Torna a battere i suoi rintocchi l’orologio del campanile di Barco, che si era fermato sulle 18 l’anno scorso durante il periodo dei terribili nubifragi estivi e primaverili. Anch’esso come tanti alberi, tanti tetti scoperchiati, non aveva resistito alla furia del vento e il quadrante nel mese di maggio era rovinato al suolo, senza creare fortunatamente nessun danno, ma rompendosi in tanti pezzi. Così il tempo per la frazione orceana si era fermato ad un anno fa e non è facile rinunciare ai rintocchi dell’oro-logio quando le giornate sono da secoli scandite dalle ore del campanile.

“Ora – ci spiega il vicesindaco Laura Magli –  l’amministrazione comunale è intervenuta, i cittadini di Barco sono molto affezionati al loro campanile e il 5 giugno un nuovo orologio è tornato a segnare il tempo in cima alla torre della chiesa”. E’ Barco una piccola frazione di circa 250 abitanti, con case disposte una a fianco all’altra e intervallate da oasi di verde in una stupenda geografia della campagna bassaiola.

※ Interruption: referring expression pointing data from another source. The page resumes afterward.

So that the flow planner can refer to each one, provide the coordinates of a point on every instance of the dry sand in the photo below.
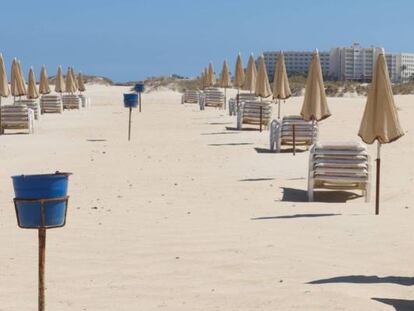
(192, 216)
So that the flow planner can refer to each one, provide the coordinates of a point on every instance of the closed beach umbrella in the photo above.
(44, 82)
(315, 106)
(251, 75)
(225, 80)
(70, 85)
(263, 88)
(281, 89)
(211, 79)
(380, 121)
(81, 84)
(4, 85)
(60, 82)
(32, 92)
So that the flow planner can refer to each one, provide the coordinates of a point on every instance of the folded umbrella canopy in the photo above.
(380, 121)
(281, 89)
(60, 82)
(32, 92)
(44, 82)
(315, 106)
(251, 75)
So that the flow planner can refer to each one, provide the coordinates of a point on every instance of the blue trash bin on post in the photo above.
(130, 101)
(139, 88)
(41, 203)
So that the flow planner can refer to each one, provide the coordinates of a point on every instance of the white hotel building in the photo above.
(346, 63)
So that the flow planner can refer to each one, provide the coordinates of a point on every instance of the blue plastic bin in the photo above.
(131, 100)
(139, 87)
(30, 189)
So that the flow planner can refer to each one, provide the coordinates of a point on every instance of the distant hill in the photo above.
(89, 79)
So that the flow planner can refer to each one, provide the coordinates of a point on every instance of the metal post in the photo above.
(377, 192)
(129, 124)
(42, 257)
(261, 117)
(294, 139)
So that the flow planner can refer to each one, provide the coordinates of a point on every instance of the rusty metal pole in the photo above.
(377, 192)
(261, 117)
(294, 139)
(129, 124)
(42, 257)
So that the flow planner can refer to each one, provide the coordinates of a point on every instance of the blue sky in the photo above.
(130, 40)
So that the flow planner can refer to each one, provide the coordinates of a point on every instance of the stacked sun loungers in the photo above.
(254, 113)
(86, 101)
(339, 167)
(71, 101)
(51, 104)
(190, 96)
(17, 117)
(281, 132)
(213, 97)
(243, 97)
(31, 104)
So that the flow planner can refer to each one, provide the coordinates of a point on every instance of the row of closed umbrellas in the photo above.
(71, 84)
(380, 121)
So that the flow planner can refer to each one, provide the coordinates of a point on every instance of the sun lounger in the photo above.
(190, 96)
(242, 98)
(17, 117)
(281, 132)
(31, 104)
(254, 113)
(213, 97)
(51, 104)
(71, 101)
(339, 167)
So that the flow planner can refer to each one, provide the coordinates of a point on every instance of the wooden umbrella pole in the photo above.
(42, 257)
(377, 192)
(129, 124)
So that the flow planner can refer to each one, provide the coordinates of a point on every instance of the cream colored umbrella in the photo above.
(238, 76)
(32, 92)
(60, 82)
(315, 106)
(70, 86)
(281, 89)
(81, 83)
(380, 121)
(4, 86)
(225, 81)
(262, 89)
(251, 76)
(211, 79)
(44, 82)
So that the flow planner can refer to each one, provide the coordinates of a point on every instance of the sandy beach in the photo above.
(192, 214)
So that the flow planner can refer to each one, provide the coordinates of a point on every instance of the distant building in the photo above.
(297, 62)
(353, 63)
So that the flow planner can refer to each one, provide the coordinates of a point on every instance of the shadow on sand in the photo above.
(398, 304)
(365, 279)
(299, 195)
(230, 144)
(295, 216)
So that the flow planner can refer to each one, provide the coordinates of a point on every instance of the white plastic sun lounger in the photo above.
(71, 101)
(51, 104)
(339, 167)
(190, 96)
(17, 117)
(213, 97)
(254, 113)
(31, 104)
(243, 97)
(281, 132)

In questa tessitura di abitazioni e di prati, pare che uomini e cose convivano ancora in un’unica scena di parecchi anni orsono.

Il tempo, qui, scandito ancora dai rintocchi delle campane suonate da Ascanio Quaranta e dall’orologio che è tornato a troneggiare in grande stile su un maestoso campanile, non corre, incede lentamente e in qualche angolo pare addirittura essersi fermato. 

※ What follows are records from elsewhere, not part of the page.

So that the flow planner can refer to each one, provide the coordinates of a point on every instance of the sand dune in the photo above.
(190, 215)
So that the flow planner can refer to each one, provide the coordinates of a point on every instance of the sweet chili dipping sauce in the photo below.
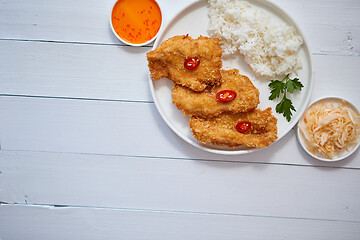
(136, 21)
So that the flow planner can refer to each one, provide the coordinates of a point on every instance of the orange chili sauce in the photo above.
(136, 21)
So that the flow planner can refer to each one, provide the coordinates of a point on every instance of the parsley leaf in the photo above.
(277, 88)
(284, 86)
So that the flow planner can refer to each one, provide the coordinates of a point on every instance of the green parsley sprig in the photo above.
(283, 87)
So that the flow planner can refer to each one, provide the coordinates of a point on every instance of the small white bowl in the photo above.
(341, 155)
(135, 44)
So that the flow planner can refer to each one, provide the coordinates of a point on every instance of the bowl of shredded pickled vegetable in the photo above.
(329, 129)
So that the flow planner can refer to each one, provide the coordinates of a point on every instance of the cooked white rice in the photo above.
(270, 47)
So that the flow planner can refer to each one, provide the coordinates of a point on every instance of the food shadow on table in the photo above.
(329, 165)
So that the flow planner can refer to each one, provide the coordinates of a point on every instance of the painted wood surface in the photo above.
(72, 97)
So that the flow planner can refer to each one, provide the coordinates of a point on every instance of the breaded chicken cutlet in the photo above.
(168, 60)
(222, 130)
(205, 104)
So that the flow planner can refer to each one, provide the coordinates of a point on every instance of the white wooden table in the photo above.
(85, 154)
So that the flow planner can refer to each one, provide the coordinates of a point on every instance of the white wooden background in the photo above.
(85, 154)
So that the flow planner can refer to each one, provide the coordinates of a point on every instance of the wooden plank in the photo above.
(73, 70)
(120, 73)
(66, 20)
(41, 222)
(199, 186)
(120, 128)
(329, 30)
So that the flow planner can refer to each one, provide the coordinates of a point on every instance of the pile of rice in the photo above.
(269, 47)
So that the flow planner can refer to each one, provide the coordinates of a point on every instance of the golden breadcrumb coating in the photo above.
(204, 104)
(168, 61)
(221, 130)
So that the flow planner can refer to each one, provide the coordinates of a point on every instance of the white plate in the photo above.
(184, 24)
(343, 154)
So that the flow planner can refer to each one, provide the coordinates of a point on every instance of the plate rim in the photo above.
(295, 120)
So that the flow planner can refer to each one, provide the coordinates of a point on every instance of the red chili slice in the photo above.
(243, 126)
(191, 63)
(225, 95)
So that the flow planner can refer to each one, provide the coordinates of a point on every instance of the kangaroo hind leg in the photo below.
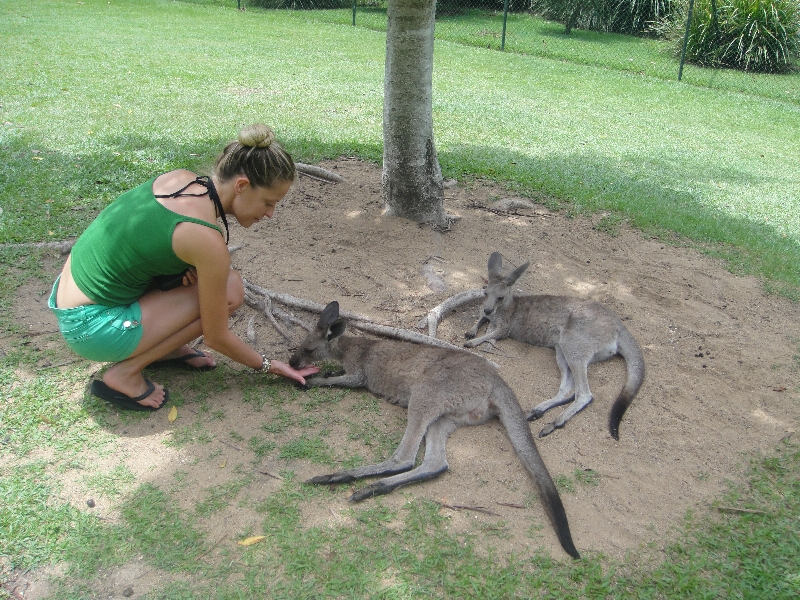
(583, 396)
(401, 461)
(564, 393)
(433, 464)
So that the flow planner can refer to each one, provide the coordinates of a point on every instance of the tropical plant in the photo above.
(617, 16)
(760, 36)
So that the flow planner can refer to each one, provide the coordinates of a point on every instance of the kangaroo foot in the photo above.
(376, 489)
(332, 478)
(548, 429)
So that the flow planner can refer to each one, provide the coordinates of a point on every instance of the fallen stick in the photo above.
(355, 320)
(316, 172)
(436, 314)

Sul campanile  in questa bellissima chiesa di campagna, c’è l’orologio, ci sono le campane e poi c’è Ascanio Quaranta, che da una vita si occupa di entrambi. 

Ascanio un abitante della frazione, tira le corde a mezzogiorno e alla messa vespertina, spesso con i suoi amici Amilcare Pezzola, Massimo Biatta, Giacomo Fabuselli e a volte porta con sé anche le nipoti, tra le quali la piccola Matilde di quattro anni, che si diverte da impazzire al suono maestoso dei bronzi.

A lei vorrebbe tramandare questa passione. 

Basti pensare che fino a 10 anni a il meccanismo  dell’orologio andava regolato e caricato ogni giorno a mano con un sistema di pesi.

Ed era ancora Ascanio a conoscerli alla perfezione.   Ogni giorno saliva quegli scalini della torre campanaria e attraversava una porticina di legno fino a trovarsi lassù dove la vista passa attraverso il cielo e  le stelle.

A quell’altezza tutto gli sembrava incredibile e l’immensa distesa del cielo si confondeva all’orizzonte con quella dei campi di grano.

Ascanio stava là e muoveva il suo meccanismo per ritmare la vita dei suoi compaesani. 

Non chiedeva nulla di più. Gli bastava la luce del sole che sfrecciava alla cieca sulle case del suo paese.

Gli era sufficiente la regolarità dell’esistenza  che continua e che batte come un orologio. 

La vita dei suoi amici, dei suoi famigliari. 

I dolori e gli amori della sua frazione.